Description
A rich and luscious homemade Salted Caramel Sauce that combines the deep flavors of caramelized sugar, creamy butter, and heavy cream, enhanced with a touch of sea salt and vanilla extract. Perfect as a decadent topping for ice cream, cakes, and other desserts.
Ingredients
Scale
Ingredients
- 1 cup granulated sugar
- 6 tablespoons unsalted butter
- 1/2 cup heavy cream
- 1 teaspoon vanilla extract
- 1/2 teaspoon sea salt
Instructions
- Combine sugar and butter: Place 1 cup of granulated sugar and 6 tablespoons of unsalted butter in a heavy-bottomed saucepan over medium heat to begin melting and caramelizing.

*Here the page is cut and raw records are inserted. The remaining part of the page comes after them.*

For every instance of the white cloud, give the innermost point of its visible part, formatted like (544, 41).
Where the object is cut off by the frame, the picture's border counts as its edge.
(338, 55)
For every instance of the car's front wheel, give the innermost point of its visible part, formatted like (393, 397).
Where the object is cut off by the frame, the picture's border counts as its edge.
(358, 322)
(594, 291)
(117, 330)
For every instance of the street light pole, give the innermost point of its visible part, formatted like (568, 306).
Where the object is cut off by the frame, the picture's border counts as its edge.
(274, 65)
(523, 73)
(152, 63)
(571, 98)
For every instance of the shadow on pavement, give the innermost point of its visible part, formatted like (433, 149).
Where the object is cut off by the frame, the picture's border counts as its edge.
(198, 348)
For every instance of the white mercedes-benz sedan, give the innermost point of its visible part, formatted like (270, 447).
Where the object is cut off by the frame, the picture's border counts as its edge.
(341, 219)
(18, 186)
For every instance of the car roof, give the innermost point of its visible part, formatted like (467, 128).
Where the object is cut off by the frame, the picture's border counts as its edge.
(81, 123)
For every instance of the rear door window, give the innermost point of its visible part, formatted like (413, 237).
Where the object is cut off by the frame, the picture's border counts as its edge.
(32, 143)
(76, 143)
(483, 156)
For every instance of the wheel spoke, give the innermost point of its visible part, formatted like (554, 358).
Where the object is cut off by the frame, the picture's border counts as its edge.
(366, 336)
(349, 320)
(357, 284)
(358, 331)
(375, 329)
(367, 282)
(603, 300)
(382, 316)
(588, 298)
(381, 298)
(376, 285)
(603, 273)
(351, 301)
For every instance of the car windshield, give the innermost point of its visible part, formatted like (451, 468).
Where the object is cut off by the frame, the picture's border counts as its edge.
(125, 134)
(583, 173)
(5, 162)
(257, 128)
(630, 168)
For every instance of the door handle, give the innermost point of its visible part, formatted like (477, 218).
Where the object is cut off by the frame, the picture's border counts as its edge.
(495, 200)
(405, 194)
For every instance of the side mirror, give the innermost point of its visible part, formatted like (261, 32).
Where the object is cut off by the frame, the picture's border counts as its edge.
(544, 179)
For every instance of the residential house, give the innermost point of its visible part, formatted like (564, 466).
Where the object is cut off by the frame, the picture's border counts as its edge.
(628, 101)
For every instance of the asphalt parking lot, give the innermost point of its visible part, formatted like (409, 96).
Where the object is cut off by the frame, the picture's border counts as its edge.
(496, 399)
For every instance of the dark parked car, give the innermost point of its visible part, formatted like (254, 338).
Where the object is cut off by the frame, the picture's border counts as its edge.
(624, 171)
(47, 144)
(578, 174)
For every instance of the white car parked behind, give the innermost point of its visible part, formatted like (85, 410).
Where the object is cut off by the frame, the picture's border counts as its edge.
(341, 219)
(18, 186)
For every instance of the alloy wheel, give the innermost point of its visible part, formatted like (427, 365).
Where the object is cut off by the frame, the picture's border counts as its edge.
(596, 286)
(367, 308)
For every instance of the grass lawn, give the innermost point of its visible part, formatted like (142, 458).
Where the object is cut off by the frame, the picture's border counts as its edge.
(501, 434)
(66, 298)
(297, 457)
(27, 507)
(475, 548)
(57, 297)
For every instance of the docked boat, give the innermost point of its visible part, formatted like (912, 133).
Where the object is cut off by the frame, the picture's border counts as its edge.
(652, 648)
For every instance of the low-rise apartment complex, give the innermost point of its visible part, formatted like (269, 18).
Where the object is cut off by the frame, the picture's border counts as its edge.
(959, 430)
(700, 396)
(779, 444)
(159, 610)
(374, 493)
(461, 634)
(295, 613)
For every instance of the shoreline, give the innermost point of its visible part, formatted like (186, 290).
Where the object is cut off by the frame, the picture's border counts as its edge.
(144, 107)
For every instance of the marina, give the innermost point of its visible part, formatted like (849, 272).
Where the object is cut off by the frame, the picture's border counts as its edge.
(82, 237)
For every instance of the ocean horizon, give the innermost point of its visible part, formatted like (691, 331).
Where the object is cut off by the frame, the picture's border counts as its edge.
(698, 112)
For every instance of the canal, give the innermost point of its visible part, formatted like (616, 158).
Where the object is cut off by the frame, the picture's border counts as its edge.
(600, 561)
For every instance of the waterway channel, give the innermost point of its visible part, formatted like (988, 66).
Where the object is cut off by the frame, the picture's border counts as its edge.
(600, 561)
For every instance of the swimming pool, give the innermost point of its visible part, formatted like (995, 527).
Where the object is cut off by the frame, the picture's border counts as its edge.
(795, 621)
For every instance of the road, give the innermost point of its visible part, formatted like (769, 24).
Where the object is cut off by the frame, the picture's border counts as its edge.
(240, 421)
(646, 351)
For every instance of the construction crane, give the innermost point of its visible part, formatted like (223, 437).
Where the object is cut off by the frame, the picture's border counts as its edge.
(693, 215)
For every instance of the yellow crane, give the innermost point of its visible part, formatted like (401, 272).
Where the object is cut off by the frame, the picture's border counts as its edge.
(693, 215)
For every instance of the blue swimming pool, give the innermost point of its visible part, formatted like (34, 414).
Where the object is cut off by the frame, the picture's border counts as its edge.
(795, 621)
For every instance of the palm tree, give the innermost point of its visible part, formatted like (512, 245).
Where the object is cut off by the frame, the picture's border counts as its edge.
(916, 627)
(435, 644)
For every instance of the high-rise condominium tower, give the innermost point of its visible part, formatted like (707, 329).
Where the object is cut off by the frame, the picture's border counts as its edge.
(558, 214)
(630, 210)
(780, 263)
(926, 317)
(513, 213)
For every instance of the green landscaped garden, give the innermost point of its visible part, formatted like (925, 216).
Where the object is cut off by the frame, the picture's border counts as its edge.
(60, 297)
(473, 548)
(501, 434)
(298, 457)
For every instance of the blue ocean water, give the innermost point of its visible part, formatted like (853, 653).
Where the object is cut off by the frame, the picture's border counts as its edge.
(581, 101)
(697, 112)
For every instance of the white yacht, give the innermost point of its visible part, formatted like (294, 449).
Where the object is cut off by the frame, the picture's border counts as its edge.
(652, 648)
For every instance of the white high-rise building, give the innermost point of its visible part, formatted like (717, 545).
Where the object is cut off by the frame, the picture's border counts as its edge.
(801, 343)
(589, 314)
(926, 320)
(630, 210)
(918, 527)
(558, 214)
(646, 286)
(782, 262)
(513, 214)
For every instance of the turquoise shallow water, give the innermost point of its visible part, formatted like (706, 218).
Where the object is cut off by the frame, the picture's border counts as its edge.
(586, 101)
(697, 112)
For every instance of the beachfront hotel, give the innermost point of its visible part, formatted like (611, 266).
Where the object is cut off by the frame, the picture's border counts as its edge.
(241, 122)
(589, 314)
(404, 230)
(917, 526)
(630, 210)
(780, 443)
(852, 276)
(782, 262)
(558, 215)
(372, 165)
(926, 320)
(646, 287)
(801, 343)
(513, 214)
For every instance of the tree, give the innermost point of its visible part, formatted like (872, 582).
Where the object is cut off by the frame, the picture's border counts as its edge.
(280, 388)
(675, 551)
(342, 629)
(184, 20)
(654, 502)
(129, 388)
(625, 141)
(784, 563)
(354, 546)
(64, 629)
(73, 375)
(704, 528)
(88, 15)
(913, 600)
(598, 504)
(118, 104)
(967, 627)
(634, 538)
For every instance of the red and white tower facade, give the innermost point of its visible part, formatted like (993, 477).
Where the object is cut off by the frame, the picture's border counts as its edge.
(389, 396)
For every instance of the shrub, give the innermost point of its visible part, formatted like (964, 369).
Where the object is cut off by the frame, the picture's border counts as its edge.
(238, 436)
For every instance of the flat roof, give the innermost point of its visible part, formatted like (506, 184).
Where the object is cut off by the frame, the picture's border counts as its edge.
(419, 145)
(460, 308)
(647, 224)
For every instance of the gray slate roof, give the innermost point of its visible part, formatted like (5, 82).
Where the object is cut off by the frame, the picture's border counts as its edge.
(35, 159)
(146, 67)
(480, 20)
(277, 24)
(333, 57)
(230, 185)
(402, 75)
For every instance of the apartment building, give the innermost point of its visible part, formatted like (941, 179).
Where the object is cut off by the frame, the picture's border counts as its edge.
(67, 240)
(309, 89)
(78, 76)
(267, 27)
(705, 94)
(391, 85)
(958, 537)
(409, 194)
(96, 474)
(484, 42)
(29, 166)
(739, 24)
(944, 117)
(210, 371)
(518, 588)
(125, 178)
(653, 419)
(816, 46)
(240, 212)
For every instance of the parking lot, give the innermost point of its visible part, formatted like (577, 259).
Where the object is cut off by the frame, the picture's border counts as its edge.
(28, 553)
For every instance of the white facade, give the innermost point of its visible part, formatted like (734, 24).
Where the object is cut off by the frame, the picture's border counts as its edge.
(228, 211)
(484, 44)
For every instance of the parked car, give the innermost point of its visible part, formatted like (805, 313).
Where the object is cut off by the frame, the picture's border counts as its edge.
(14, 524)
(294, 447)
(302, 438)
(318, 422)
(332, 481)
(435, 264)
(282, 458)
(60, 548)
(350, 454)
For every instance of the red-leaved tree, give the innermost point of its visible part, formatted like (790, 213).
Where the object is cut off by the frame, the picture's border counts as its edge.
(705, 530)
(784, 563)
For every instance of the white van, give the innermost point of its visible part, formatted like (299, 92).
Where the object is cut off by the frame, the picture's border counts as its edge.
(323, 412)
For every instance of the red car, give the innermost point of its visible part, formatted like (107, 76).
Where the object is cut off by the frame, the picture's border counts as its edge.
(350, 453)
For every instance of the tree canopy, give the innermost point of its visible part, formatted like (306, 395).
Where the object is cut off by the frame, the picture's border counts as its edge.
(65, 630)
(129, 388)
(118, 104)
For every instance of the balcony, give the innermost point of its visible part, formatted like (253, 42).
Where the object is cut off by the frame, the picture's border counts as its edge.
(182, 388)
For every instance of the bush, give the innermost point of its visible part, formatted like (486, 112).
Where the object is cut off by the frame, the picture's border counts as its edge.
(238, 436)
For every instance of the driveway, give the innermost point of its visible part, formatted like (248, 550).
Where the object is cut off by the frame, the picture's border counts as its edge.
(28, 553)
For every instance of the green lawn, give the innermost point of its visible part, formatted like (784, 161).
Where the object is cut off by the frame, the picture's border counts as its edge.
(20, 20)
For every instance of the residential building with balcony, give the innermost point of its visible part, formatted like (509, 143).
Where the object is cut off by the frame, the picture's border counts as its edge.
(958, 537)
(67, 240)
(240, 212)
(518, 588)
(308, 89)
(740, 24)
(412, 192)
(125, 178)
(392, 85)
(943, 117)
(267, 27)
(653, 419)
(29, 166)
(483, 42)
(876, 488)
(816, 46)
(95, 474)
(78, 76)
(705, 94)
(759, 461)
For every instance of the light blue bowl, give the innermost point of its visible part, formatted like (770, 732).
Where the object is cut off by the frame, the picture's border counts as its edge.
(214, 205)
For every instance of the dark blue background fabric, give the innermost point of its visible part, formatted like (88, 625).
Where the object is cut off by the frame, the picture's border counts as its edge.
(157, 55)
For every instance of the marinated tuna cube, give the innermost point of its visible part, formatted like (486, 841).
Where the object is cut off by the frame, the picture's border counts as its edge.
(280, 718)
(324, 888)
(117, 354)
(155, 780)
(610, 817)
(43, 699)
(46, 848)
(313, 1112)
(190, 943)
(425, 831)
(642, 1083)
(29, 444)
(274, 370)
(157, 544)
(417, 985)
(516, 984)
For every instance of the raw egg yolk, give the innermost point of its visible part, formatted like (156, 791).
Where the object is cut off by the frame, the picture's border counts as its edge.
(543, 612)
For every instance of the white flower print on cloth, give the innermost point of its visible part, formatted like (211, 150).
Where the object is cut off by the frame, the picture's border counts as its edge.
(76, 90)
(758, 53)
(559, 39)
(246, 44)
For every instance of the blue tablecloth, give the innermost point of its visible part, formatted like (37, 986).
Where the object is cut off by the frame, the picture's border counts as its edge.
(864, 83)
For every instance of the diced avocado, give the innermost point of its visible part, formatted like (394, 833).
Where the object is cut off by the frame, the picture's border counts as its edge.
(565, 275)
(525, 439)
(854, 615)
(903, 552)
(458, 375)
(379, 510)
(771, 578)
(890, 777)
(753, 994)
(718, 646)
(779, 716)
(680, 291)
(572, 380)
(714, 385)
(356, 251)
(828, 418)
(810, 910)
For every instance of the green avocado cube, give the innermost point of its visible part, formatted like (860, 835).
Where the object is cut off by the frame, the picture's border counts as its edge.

- Caramelize the sugar: Stir the mixture constantly until the sugar dissolves completely and the liquid turns a deep amber color, indicating the caramelization process is complete.
- Add heavy cream: Slowly and carefully pour in 1/2 cup of heavy cream while stirring continuously to prevent clumping and achieve a smooth texture.
- Add vanilla and salt: Remove the saucepan from heat and stir in 1 teaspoon of vanilla extract and 1/2 teaspoon of sea salt until the ingredients are well incorporated.
- Cool the sauce: Allow the caramel sauce to cool slightly before serving to thicken and enhance flavor.
- Serve: Enjoy the salted caramel sauce warm over ice cream, cakes, or your favorite desserts.
Notes
- Use a heavy-bottomed saucepan to prevent burning the sugar.
- Be cautious when adding heavy cream as the mixture will bubble vigorously.
- Store leftover sauce in an airtight container in the refrigerator for up to 2 weeks; warm gently before using.
- Adjust the amount of sea salt to taste for a more or less pronounced salted flavor.
- If the sauce thickens too much after cooling, gently reheat while stirring to restore pourable consistency.